Les possibilités pour l’IRSTEA de réduire ses dépenses, qui pourraient constituer une variable d’ajustement, sont extrêmement limitées. Ses coûts de fonctionnement sont fixes et, s’agissant de la masse salariale, les départs à la retraite sont peu nombreux et le GVT dépend de grilles statutaires imposées.

Les conséquences sur le fonctionnement au quotidien de l’organisme, mais aussi sur la planification de ses activités de recherche, sont inquiétantes à moyen et long termes. Ses moyens - à commencer par les plus importants, à savoir le personnel de recherche, qui a été réduit d’une cinquantaine de postes ces cinq dernières années - sont tendanciellement décroissants, ce qui va réduire ses capacités d’action.

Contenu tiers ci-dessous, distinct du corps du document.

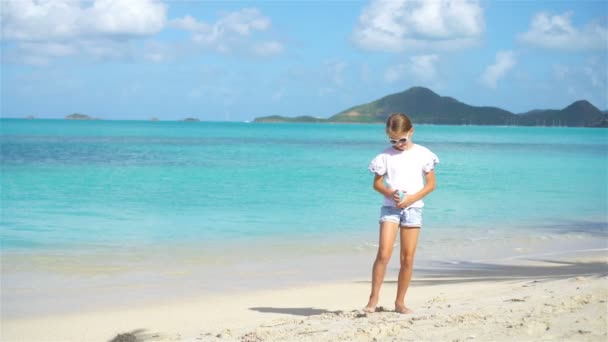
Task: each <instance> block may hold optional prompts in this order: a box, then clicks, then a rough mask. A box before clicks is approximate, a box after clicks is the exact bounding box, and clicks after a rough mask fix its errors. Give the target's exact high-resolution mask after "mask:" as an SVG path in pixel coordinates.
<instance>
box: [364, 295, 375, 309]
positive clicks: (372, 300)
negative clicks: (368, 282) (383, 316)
mask: <svg viewBox="0 0 608 342" xmlns="http://www.w3.org/2000/svg"><path fill="white" fill-rule="evenodd" d="M376 305H378V299H377V298H372V297H371V296H370V297H369V302H367V305H366V306H365V307H364V308H363V311H364V312H367V313H372V312H376Z"/></svg>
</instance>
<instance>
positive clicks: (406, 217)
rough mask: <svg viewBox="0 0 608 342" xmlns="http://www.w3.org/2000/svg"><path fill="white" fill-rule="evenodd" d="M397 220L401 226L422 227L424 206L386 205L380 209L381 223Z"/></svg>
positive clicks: (395, 221) (393, 221)
mask: <svg viewBox="0 0 608 342" xmlns="http://www.w3.org/2000/svg"><path fill="white" fill-rule="evenodd" d="M382 222H395V223H398V224H399V226H400V227H409V228H414V227H422V208H411V207H410V208H405V209H400V208H396V207H388V206H384V207H382V208H381V209H380V223H382Z"/></svg>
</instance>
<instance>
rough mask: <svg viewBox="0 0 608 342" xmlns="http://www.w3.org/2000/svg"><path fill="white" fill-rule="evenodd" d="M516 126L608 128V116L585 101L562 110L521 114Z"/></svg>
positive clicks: (530, 111) (535, 112)
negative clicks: (567, 126) (520, 125)
mask: <svg viewBox="0 0 608 342" xmlns="http://www.w3.org/2000/svg"><path fill="white" fill-rule="evenodd" d="M516 124H518V125H523V126H569V127H608V115H606V114H605V113H603V112H601V111H600V110H599V109H597V108H596V107H595V106H594V105H592V104H591V103H589V102H588V101H585V100H580V101H576V102H574V103H572V104H571V105H569V106H567V107H566V108H564V109H561V110H551V109H549V110H534V111H530V112H528V113H525V114H521V115H519V116H518V117H517V118H516Z"/></svg>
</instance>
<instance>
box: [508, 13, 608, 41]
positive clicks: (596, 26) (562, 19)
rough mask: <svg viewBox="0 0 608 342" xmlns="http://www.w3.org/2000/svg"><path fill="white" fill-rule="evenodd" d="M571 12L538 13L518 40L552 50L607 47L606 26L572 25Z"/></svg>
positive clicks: (571, 14)
mask: <svg viewBox="0 0 608 342" xmlns="http://www.w3.org/2000/svg"><path fill="white" fill-rule="evenodd" d="M571 16H572V12H567V13H564V14H562V15H550V14H547V13H538V14H537V15H536V16H535V17H534V19H532V22H531V23H530V29H529V30H528V31H527V32H525V33H522V34H520V35H519V37H518V38H519V40H520V41H521V42H523V43H525V44H529V45H531V46H534V47H539V48H544V49H554V50H601V49H608V28H607V27H606V26H602V25H600V24H599V23H597V22H590V23H588V24H586V25H585V26H584V27H580V28H579V27H574V26H573V25H572V23H571V21H570V17H571Z"/></svg>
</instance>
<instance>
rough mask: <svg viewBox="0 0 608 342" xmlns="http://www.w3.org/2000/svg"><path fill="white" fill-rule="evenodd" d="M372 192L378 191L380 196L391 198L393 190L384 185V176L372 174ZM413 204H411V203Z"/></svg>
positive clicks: (390, 188) (378, 174) (394, 191)
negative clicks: (373, 180) (390, 197)
mask: <svg viewBox="0 0 608 342" xmlns="http://www.w3.org/2000/svg"><path fill="white" fill-rule="evenodd" d="M374 190H376V191H378V192H379V193H381V194H382V195H384V196H386V197H391V198H392V197H393V194H394V193H395V190H393V189H391V188H389V187H387V186H386V185H384V176H380V175H379V174H377V173H376V174H374ZM412 203H413V202H412Z"/></svg>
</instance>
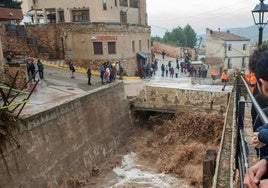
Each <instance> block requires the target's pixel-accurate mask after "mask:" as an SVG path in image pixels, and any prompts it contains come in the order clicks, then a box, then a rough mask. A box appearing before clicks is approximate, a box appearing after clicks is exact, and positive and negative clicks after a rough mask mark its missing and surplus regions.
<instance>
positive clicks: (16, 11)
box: [0, 7, 23, 21]
mask: <svg viewBox="0 0 268 188" xmlns="http://www.w3.org/2000/svg"><path fill="white" fill-rule="evenodd" d="M22 19H23V15H22V11H21V9H14V8H4V7H0V21H7V20H22Z"/></svg>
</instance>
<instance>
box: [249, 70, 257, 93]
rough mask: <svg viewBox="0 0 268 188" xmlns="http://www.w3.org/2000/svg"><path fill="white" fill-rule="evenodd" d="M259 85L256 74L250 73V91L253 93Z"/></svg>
mask: <svg viewBox="0 0 268 188" xmlns="http://www.w3.org/2000/svg"><path fill="white" fill-rule="evenodd" d="M256 84H257V79H256V77H255V74H254V73H253V72H251V73H250V78H249V86H250V91H251V93H253V91H254V88H255V87H256Z"/></svg>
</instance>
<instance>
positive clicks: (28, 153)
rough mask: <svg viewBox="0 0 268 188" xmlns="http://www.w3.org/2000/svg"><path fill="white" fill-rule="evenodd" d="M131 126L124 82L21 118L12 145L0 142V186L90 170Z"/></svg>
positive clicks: (114, 149) (126, 134)
mask: <svg viewBox="0 0 268 188" xmlns="http://www.w3.org/2000/svg"><path fill="white" fill-rule="evenodd" d="M130 126H131V122H130V117H129V106H128V101H127V99H126V96H125V92H124V86H123V83H116V84H112V85H110V86H109V87H104V88H102V89H99V90H96V91H95V92H93V93H90V94H88V95H85V96H83V97H80V98H76V99H74V100H72V101H70V102H66V103H64V104H62V105H59V106H56V107H54V108H52V109H50V110H47V111H45V112H41V113H38V114H34V115H32V116H31V117H29V118H27V119H24V120H22V121H21V122H20V128H21V130H20V133H18V134H17V135H16V137H15V138H16V140H17V141H18V143H19V144H20V147H19V148H17V147H15V146H14V145H13V144H10V143H1V145H0V146H1V149H2V150H3V155H2V156H3V157H1V158H0V165H1V166H2V168H1V169H0V187H45V186H46V184H47V183H48V182H52V183H53V184H60V182H62V181H63V179H68V178H74V177H84V179H87V178H88V177H90V176H91V175H92V174H91V173H92V169H93V168H94V166H95V165H96V164H98V163H100V162H102V161H103V160H104V158H105V157H106V156H108V155H109V154H111V153H113V152H114V151H116V150H117V149H118V148H119V147H120V146H121V145H122V144H123V143H124V142H125V141H126V139H127V137H128V135H129V128H130Z"/></svg>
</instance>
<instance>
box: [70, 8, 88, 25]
mask: <svg viewBox="0 0 268 188" xmlns="http://www.w3.org/2000/svg"><path fill="white" fill-rule="evenodd" d="M72 13H73V22H84V21H89V11H88V10H73V12H72Z"/></svg>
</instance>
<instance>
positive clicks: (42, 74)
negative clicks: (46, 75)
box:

Ainsi que l’ont clairement exprimé auprès de votre rapporteur pour avis ses responsables, qui ont par ailleurs souligné l’ambiguïté française quant au mode de financement de la recherche - par dotation ou par contrat -, l’institut risque d’abandonner certains champs de recherche ces prochaines années. Ce qui, dans un domaine où les avancées et le succès de demain se préparent aujourd’hui, est porteur de lourdes menaces pour l’avenir de notre recherche.

L’attention de votre rapporteur a été attirée par l’IRSTEA sur le fait que l’année 2016 s’est traduite par une forte tension sur le fonds de roulement et la trésorerie, le budget se caractérisant par un gel interne de crédits de 3 millions d’euros destiné à gérer la transition vers le cadre de GBCP, transition qui rend difficile la comparaison avec 2015. Le modèle économique de l’IRSTEA, impliquant un fort prélèvement sur les contrats (25 %) pour financer les charges générales non couvertes par la subvention, a réellement atteint ses limites.

Votre rapporteur pour avis suggère un ajustement des crédits pour permettre à l’IRSTEA de pérenniser ses activités.

Le montant de la subvention pour charges de service public (SCSP) que les tutelles accorderont en 2017 à l’INRA est de 172,707 millions d’euros, contre 168,070 millions d’euros en budget initial pour 2015 et 167,755 millions d’euros en budget initial pour 2016. La relative érosion de la subvention pour charges de service public en 2016 avait conduit à réduire, malgré la maîtrise de la masse salariale (qui accuse une baisse de 36 équivalents temps plein travaillé – ETPT – sous plafond et de 34 ETPT en masse salariale non limitative pour 2017), la part de cette ressource qui peut être allouée à ces compartiments de la dépense ainsi qu’aux actions incitatives nationales (AIP) ou à l’équipement scientifique lourd. Cette situation est d’autant plus préoccupante que la SCSP représente 78,3 % de ses recettes totales (budget initial 2016), la hausse de + 2,523 millions d’euros de la SCSP de l’INRA prévue par le PLF 2017 ne suffit pas à compenser l’effet des mesures sociales décidées par le Gouvernement, évaluées comme suit par l’organisme :

– effet socle du PPCR (protocole relatif à l'avenir de la fonction publique et à la modernisation des parcours professionnels, des carrières et des rémunérations) et hausse du point d’indice en 2017 : 15,663 millions d’euros ;

– compensation de l’effet 2016 des tranches 2016 de ces mêmes mesures sociales (2,549 millions d’euros, montant assumé par l’établissement cette année), si un dégel à ce titre n’est pas effectué en 2016 ;

– effet actualisation de l’assiette du CAS Pensions de la masse salariale de l’INRA, dont l’estimation par la tutelle depuis plusieurs années conduit à une perte de ressource annuelle de 8 millions d’euros sur le socle de dépense ;

L’attention de votre rapporteur a également été attirée sur l’importance d’un maintien pérenne d’une mise en réserve à taux réduits et aux mêmes niveaux qu’en 2016 pour l’exercice 2017 : les taux réduits sont alors de 0,35 % pour la masse salariale (le taux normal est à 0,5 %) et 4,85 % pour les autres dépenses (le taux normal est à 8 %).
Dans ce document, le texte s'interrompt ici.